A multisectorial approach in Shabunda
Since 1996, the starting date of the conflict in Eastern Congo, the national road network has progressively deteriorated, following the disastrous state of basic infrastructures throughout the country. The immensity of the Congolese territory explains the considerable logistical challenges and the limited road infrastructures. This situation is even more preoccupying in South Kivu, a region made of hills and valleys, where many localities are completely isolated, like Shabunda.
The humanitarian situation in the Shabunda territory is critical in all sectors. School and sanitary infrastructures are almost inexistent. Only 3% of the population have access to drinking water, leading to a high number of water-borne diseases.
Malnutrition among local populations remains predominant; it is a direct consequence of the lack of development and diversity of agriculture, as manioc, rice and peanut are the only commodities cultivated. In addition, whilst agriculture is the main income generating activity for the populations in the territory, youth have increasingly abandoned the fields to go work in the neighboring mines. However, following the new law banning the exploitation of these mines in the region, many young persons are without work and at loose ends.
Further complicating the situation, attacks from the FDLR (Forces Démocratiques pour la Libération du Rwanda) that took place last July and August in the localities surrounding Shabunda have led to new population displacements, fleeing the combats. Some 27,800 IDPs are in an extremely vulnerable situation whilst waiting to go back home. This inflow of persons in Shabunda puts further pressure on the existing resources, notably hydric resources, and increases the population’s needs in drinking water, improved sanitation and hygiene.
The 20th report on the Human Development Index (HDI) by the United Nations Development Programme (UNDP) ranks the Democratic Republic of Congo (DRC) 168th on a list of 169 countries, with a life expectancy of 48 years.

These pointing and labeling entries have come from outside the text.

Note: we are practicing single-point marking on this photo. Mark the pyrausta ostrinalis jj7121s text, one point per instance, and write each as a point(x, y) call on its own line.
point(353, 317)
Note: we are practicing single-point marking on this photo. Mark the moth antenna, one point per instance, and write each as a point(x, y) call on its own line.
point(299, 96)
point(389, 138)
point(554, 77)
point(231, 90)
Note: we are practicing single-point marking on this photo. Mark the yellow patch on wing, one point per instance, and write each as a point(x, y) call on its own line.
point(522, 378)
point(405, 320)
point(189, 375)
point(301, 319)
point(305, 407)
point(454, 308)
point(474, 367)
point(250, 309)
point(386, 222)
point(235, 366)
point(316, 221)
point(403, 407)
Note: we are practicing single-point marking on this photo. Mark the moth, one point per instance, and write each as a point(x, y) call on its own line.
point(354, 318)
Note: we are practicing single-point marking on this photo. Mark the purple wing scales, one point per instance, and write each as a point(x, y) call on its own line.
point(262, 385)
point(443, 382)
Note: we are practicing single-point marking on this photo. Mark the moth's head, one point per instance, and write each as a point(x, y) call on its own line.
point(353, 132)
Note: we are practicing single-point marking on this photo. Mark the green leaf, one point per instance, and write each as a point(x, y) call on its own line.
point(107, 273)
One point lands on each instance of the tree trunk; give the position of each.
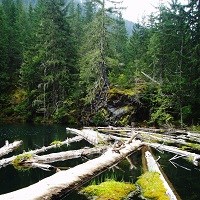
(7, 148)
(64, 181)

ACTED has been present in Shabunda since June 2010 in order to respond to the needs of local populations. ACTED staff is working with the support of the European Commission’s Humanitarian Aid Department in the localities of Shabunda and Matili of South Kivu, in the framework of a project aiming at improving sanitation infrastructures and at reinforcing food security for the most vulnerable persons. To date, shower and latrine blocks have been built in two health centers and other sanitary facilities are currently set-up in 4 schools. Moreover, 450 familial bathrooms will be built. Awareness raising activities on best hygiene practices have been organized to sensitize as many persons as possible: radio shows on water-borne diseases, stand-up comedy on HIV / AIDS broadcasted on the radio, chlorination of sites, and illustrated trainings on HIV and water-borne diseases in health areas.